Nagios Event Duration question


#1

Hello,
Can someone please tell me the meaning of “Event Duration” on an availability page?
For example in the uploaded jpg the last one has an event duration of just under 9hours. Can someone please explain what that means?

Thank you


#2

Hi,

the view you’re talking about is a summary of all the events that have happened the previous X days (X being the number you put in the “backtracked archives” option).
So, if your service is down for 2 hours, you’ll see a red line with the error, and a duration of 2hours.

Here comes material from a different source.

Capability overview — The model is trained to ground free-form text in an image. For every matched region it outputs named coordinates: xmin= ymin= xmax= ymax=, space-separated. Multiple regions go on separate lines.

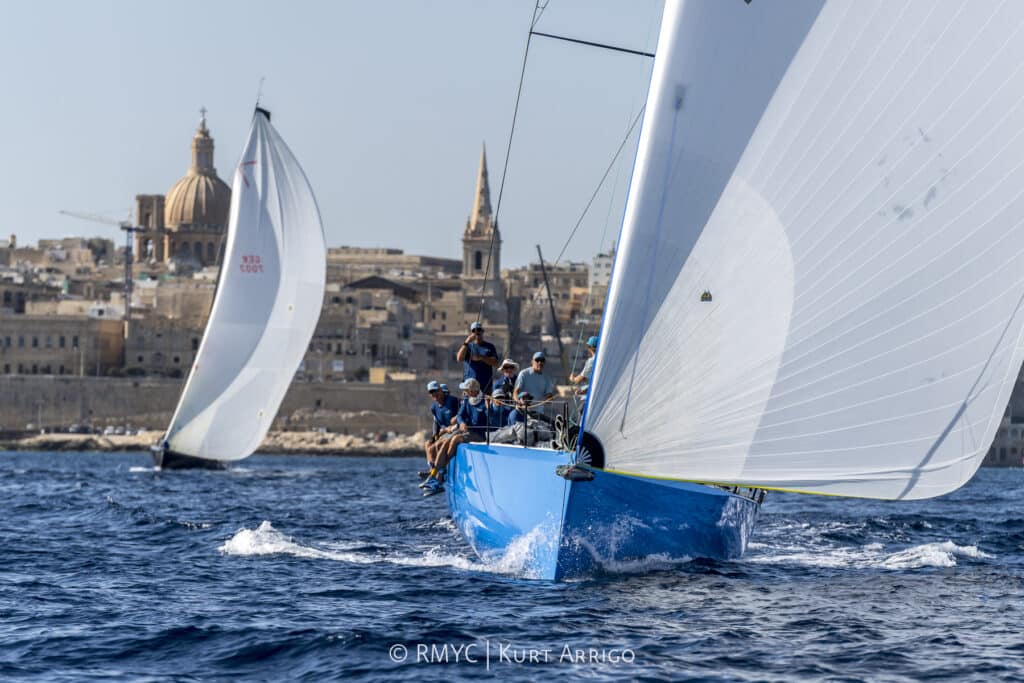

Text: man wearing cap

As for the screenshot, this might happen if you restart your server.


#3

Thanks for the reply,
My follow up question is:
We have 2 different monitoring servers running nagios watching the same host. Both are reporting different number of errors and none of them match up for event start/end or duration. IE one is reporting an error that lasts 44m but the other reports that the error only lasts 4m.
Also am I right to assume that nagios can miss an error/outage if the duration is less than a few minutes?

Thanks for the help


#4

Well, as you already know, nagios schedules more or less “randomly” its services.
So, if you have a service with a “normal_check_interval” set to 15min, for example, it will take a shortage of at least 15min to be sure that nagios will detect it.
Add to that the fact that you can use the “max_check_attempts” attempts option before signaling the error, you’ll need a shortage of a minimum of (normal_check_interval + max_check_attempts x retry_check_interval) to be sure that nagios will report it …

So, it is “normal” that 2 nagios servers don’t see exactly the same things (but it should be coherent anyway).